Esto suscribía implícitamente la teoría de la economía política sobre salario
femenino y contenía la idea según la cual hay una explicación “natural” de las
diferencias salariales entre mujeres y hombres. En vista de esta creencia, la solución
de los tipógrafos fue impedir el trabajo rentado de las mujeres, reclamar el pleno
cumplimiento del postulado de la economía política según el cual el salario de un hombre
debía ser suficiente para proveer a toda su familia. El supuesto que subyace a esto, aun de
parte de quienes concluyen que el trabajo de las mujeres no es perjudicial en sí mismo,
parece ser el de que la domesticidad debiera ser una ocupación a tiempo completo.

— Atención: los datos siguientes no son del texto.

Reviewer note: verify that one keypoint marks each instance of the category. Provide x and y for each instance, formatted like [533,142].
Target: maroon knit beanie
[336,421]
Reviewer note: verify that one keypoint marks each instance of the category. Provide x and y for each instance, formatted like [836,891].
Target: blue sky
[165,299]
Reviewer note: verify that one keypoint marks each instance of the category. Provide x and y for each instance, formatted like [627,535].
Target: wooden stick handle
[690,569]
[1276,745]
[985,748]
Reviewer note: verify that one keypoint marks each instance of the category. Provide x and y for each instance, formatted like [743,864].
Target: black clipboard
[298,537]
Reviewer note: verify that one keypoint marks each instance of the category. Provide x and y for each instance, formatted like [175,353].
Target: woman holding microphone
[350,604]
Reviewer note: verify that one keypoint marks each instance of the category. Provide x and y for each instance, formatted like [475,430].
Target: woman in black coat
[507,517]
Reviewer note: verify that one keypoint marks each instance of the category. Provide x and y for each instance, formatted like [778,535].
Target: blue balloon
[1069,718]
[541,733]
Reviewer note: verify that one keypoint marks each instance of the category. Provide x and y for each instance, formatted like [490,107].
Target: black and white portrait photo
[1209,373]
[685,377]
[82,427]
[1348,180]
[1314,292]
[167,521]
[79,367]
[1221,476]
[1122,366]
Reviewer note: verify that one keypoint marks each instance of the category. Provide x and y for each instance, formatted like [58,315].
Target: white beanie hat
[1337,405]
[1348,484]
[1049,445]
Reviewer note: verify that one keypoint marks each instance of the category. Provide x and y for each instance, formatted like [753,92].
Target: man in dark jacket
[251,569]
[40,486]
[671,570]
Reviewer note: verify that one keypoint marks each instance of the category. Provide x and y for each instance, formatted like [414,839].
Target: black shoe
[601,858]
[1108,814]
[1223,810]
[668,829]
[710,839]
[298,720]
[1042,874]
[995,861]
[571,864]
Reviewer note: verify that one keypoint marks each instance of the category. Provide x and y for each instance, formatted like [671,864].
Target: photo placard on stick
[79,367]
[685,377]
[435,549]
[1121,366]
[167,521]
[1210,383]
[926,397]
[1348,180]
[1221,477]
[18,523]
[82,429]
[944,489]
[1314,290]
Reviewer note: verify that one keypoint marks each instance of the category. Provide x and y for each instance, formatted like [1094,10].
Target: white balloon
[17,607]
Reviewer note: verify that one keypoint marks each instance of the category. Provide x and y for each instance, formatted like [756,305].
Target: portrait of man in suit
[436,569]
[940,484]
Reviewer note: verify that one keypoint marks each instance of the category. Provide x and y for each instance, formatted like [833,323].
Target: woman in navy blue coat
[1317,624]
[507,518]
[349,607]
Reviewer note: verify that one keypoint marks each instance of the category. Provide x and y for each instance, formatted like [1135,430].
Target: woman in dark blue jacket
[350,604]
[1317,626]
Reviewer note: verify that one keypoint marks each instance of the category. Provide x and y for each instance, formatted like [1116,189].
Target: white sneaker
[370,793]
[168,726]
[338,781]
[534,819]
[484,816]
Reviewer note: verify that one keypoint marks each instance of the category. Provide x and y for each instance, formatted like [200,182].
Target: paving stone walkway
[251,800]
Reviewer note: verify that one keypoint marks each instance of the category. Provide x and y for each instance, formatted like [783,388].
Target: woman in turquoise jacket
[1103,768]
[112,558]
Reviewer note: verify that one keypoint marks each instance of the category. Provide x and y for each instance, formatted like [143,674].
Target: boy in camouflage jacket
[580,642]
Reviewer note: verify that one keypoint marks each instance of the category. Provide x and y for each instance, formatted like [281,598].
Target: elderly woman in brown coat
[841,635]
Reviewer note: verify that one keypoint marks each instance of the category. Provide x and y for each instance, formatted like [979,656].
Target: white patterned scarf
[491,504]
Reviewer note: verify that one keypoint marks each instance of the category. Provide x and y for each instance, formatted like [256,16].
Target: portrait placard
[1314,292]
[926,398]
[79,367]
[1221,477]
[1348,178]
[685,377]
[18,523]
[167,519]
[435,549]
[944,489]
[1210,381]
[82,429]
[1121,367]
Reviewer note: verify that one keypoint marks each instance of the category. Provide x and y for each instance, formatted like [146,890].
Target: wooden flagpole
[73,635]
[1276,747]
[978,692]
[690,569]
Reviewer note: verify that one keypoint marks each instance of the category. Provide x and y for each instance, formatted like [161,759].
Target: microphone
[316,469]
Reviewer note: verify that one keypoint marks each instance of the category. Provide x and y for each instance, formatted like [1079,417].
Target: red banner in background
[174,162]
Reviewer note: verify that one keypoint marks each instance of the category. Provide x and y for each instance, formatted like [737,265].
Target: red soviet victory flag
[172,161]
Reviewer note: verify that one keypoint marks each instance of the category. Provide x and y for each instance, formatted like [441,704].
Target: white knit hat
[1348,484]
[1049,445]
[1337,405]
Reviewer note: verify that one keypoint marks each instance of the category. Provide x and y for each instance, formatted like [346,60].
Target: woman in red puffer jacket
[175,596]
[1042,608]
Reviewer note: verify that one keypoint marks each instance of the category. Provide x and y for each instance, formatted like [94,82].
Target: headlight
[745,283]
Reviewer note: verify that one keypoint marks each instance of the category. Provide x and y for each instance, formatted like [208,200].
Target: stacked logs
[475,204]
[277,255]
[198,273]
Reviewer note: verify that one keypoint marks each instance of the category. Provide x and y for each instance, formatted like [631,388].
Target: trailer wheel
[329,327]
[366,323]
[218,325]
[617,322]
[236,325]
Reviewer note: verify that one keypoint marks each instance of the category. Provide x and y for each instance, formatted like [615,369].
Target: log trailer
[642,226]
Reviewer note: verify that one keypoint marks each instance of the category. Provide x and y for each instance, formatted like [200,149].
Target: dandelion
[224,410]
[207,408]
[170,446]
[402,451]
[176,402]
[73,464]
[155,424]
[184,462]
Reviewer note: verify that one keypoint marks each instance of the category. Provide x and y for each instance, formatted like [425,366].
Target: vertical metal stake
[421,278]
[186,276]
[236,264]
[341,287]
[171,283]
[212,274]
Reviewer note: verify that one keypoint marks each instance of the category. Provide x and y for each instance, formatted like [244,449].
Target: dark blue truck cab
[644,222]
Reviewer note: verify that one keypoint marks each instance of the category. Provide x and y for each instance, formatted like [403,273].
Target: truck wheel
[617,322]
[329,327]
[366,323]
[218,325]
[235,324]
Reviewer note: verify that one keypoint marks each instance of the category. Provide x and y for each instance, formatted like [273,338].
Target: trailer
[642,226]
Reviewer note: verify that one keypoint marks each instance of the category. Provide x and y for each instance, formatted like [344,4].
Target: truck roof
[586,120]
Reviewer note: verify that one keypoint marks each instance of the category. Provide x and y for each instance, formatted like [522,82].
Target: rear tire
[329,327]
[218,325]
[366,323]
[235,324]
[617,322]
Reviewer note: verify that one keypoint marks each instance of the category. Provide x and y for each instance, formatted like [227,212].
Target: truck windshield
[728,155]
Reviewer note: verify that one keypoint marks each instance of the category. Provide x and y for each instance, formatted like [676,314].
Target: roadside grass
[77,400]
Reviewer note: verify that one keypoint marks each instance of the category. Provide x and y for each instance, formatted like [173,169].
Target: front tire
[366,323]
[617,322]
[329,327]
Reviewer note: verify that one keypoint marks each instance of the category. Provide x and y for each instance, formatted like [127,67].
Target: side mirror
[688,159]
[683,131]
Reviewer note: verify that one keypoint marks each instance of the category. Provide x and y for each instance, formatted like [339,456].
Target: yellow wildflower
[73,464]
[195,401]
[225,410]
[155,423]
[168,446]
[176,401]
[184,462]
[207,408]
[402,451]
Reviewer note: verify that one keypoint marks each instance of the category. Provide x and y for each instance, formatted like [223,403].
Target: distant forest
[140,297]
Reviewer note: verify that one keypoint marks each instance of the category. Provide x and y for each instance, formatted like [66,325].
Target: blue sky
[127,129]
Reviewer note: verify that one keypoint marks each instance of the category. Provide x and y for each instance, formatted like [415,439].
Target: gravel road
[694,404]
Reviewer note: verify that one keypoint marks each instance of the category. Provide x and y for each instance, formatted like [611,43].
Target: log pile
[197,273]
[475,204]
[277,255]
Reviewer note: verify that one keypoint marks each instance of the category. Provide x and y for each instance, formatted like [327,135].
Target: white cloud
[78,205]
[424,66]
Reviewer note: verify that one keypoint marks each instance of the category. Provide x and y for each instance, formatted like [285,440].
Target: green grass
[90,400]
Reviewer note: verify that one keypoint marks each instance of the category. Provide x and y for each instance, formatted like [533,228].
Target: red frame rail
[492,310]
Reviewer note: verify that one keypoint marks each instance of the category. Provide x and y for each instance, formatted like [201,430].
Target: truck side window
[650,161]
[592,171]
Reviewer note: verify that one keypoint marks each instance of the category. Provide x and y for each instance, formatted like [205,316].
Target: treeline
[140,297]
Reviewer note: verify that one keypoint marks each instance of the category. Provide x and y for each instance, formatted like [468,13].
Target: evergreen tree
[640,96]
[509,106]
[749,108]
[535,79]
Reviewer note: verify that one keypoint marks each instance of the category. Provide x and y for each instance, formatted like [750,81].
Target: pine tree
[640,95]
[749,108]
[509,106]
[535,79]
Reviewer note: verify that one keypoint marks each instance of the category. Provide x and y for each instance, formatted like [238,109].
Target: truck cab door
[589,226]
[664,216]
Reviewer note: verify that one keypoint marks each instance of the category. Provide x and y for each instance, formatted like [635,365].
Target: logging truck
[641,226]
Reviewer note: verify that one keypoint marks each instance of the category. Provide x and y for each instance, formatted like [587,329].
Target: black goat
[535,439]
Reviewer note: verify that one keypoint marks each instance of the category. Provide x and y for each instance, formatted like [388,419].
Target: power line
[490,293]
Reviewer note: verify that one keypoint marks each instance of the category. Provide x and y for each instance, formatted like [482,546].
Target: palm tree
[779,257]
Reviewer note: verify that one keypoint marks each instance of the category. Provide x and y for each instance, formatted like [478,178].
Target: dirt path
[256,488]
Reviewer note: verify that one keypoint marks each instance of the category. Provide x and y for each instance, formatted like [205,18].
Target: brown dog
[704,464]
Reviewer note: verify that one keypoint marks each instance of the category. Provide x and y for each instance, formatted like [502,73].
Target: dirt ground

Pero en tanto ocupación, la actividad en la casa no se consideraba un trabajo
productivo, se trataba de un trabajo desprovisto de valor económico.
En el discurso acerca de la división sexual del trabajo, la tajante oposición entre
mujeres y trabajo, entre reproducción y producción, entre domesticidad y percepción de
salario, hicieron de la mujer todo un problema. El surgimiento de la mujer trabajadora en el
siglo XIX, entonces, no se debió tanto al aumento de su cantidad ni de un cambio en la
localización, cualidad o cantidad de su trabajo, como a la preocupación de sus
contemporáneos por la división sexual del trabajo. Esta preocupación no tenía como
causa las condiciones objetivas del desarrollo industrial, sino que, más bien al
contrario, contribuyó a la plasmación de tales condiciones al dar forma sexuada a las
relaciones de producción, estatus secundario a las trabajadoras y significado
opuesto a los términos hogar-trabajo y producción-reproducción. Cuando escribimos
la historia del trabajo femenino como la historia de la construcción discursiva de una división
sexual del trabajo, no pretendemos legitimar o naturalizar lo que sucedió, sino cuestionarlo.
Podemos abrir la historia a múltiples explicaciones e interpretaciones, preguntarnos
si las cosas podían haber ocurrido de otro modo y ponernos a pensar de nuevo de qué
otra manera podría concebirse y organizarse hoy el trabajo de las mujeres.